Viih Tube e Eliezer firmam acordo com MPT e pagarão R$ 350 mil

Viih Tube e Eliezer pagam R$ 350 mil e se comprometem a criar vídeos educativos após acordo com MPT sobre reality "As Patroas" com empregados domésticos.

Viih Tube e Eliezer firmam acordo com MPT e pagarão R$ 350 mil

A influenciadora Viih Tube e seu marido, Eliezer, chegaram a um acordo com o Ministério Público do Trabalho (MPT) para encerrar o reality show "As Patroas". O programa, que envolvia empregados domésticos da residência do casal, resultou em um Termo de Ajuste de Conduta (TAC) que prevê o pagamento de R$ 350 mil por dano moral coletivo e a retirada de conteúdos considerados irregulares das redes sociais em até 48 horas.

## Acordo e Compromissos

Viih Tube declarou que pretende "fazer do limão uma limonada" com a situação, transformando-a em uma oportunidade de conscientização. Como parte do acordo, o casal se comprometeu a produzir e publicar três vídeos educativos sobre os direitos dos empregados domésticos. Esses conteúdos não retomarão o reality nem abordarão diretamente o caso, mas terão o objetivo de orientar trabalhadores e empregadores sobre seus direitos e deveres.
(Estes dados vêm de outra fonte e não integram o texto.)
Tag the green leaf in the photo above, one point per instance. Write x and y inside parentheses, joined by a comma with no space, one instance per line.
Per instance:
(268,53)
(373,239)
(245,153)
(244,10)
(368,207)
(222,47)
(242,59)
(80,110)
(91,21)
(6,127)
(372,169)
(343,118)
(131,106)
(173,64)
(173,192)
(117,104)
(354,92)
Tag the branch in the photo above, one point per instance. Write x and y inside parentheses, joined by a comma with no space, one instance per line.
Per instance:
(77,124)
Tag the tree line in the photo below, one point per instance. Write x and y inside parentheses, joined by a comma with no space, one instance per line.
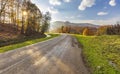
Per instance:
(25,16)
(101,30)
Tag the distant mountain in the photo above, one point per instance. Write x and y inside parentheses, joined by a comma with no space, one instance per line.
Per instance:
(58,24)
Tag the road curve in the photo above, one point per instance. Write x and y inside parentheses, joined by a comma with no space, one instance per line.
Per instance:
(60,55)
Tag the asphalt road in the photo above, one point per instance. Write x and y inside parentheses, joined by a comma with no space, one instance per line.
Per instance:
(60,55)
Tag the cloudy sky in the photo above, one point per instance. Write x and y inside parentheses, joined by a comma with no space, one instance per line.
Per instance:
(82,11)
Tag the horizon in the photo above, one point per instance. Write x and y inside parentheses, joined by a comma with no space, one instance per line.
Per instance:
(99,12)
O casal apresentou ao MPT documentos como contratos de trabalho, informações sobre remuneração e roteiros, indicando que as funcionárias estavam cientes da dinâmica do programa. No entanto, Viih Tube reconheceu que a exposição gerou questionamentos e que a situação não deve ser normalizada, dada a influência que possuem sobre sua audiência.

## Detalhes do Reality e Violações

O reality "As Patroas" colocava 11 empregados domésticos em competições com provas e desafios, oferecendo prêmios como dinheiro e redução da jornada. Uma das dinâmicas criticadas pelo MPT envolvia a busca por moedas de plástico dentro de vasos sanitários e lixeiras. O órgão considerou que a exposição pública dos trabalhadores e o uso de suas imagens para fins comerciais levantaram suspeitas de violações de direitos trabalhistas.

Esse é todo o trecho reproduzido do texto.